The sloped concrete walls of Los Angeles’ Holocaust Museum lie nestled in a lush hill just east of the Grove. Founded by Holocaust survivors, the sixty-one year old museum was home to a temporary exhibit - Hidden Histories: Recounting the Jewish Shanghai Story.
As a Jewish and Chinese multiracial Asian American, I had done my fair share of interrogating the ways in which my various identities inform my notion of self. I conceptualized my multiraciality as liminal, or existing on the margins of culture, as well as temporally and spatially constituted. Code-switching is perhaps the most common term for this, though I struggle with its absolutist nature. Rather than definitively switching into my Jewish or Chinese or Filipino or Spanish identity in any given space, I pick and choose from those identities as a means to form opinions and values.
However, the extent to my racial reckoning stops at a national scale. In other words, I had only thought about myself in terms of American culture rather than a global culture. As I stared at photos of Jewish refugees making matzah balls in a Chinese pot, I found a strange kind of solace. Though my great grandfather had already immigrated from China and my grandfather had never stepped foot in Shanghai as a Jewish refugee, there was something comforting about seeing individuals and families of my seemingly separate and dissimilar identities interacting and coexisting together.
I then read about Dr. Feng Shan Ho, the Chinese Consul General stationed in Berlin, who single-handedly wrote thousands of visas for any and all Jewish refugees to cross his office door. The story resonated with me in a way I hadn’t expected in terms of conceptualizing a global community. As climate change progresses and human rights are continually violated across the world, how can one function outside of political institutions, just as Dr. Feng Shan Ho did, to enact change and ensure the livelihood of fellow global citizens? The significance of this story is evident in the new perspective I gained and walked away with. America does well in evaluating its own history and thus, identifying global heroes in places where America has failed is integral to fostering a globalized and collectivist community.
As we sat down for lunch, I continued my internal conversation about identity with a man named Brian Frankel. After joking about the similarities in our last names (Frankel vs. Frenkel) we chatted about coalition building and how his personal identity influenced his career. The work he had done first in an anti-human trafficking non-profit and then in a lobbying firm specifically aimed at progressing Jewish-American issues had felt like a natural extension of his values as a Jewish man. Frankel turned the conversation on to me.

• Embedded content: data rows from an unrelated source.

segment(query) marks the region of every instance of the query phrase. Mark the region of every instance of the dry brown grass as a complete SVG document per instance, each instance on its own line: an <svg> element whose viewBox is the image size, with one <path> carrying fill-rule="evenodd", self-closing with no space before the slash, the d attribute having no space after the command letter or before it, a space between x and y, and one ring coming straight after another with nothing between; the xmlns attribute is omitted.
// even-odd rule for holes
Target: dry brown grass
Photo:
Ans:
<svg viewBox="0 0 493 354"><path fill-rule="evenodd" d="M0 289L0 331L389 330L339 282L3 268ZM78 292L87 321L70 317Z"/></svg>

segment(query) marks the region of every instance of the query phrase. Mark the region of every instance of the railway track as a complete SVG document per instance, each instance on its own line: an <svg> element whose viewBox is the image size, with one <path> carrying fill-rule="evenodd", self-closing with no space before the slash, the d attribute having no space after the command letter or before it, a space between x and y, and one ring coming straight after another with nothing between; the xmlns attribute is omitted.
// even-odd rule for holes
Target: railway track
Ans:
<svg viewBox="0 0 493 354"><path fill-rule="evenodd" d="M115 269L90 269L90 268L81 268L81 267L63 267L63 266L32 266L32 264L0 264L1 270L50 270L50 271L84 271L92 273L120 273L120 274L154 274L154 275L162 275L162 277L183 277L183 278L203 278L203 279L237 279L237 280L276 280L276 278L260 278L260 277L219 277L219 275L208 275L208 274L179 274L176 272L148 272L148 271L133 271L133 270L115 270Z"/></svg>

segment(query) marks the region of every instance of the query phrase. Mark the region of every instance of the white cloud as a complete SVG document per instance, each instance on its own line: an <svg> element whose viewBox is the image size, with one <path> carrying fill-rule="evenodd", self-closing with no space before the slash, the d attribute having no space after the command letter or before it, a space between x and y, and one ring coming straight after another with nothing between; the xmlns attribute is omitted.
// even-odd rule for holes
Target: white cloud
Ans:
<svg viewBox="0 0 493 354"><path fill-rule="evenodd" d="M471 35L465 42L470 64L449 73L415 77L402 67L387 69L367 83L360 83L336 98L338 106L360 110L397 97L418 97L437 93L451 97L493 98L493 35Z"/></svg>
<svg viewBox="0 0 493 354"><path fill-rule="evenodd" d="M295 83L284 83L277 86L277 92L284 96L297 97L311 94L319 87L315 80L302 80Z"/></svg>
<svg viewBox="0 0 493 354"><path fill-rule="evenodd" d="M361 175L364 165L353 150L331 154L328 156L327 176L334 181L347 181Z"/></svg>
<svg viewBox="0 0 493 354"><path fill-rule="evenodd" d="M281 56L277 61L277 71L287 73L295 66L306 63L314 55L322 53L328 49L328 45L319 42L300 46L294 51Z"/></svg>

“Well this is particularly interesting and exciting for you,” he said. “As a multiracial person, how can you use your identity – in AAPI spaces or Jewish spaces or LGBTQ+ spaces – to bridge cultural difference and find common ground on real issues?” My answer nodded to coalition building and the sharing of history and trauma, but it was still half-baked at best. As I move into the second half of this internship, his question will continue to permeate my thoughts and views on both identity and what that means for productive civic engagement.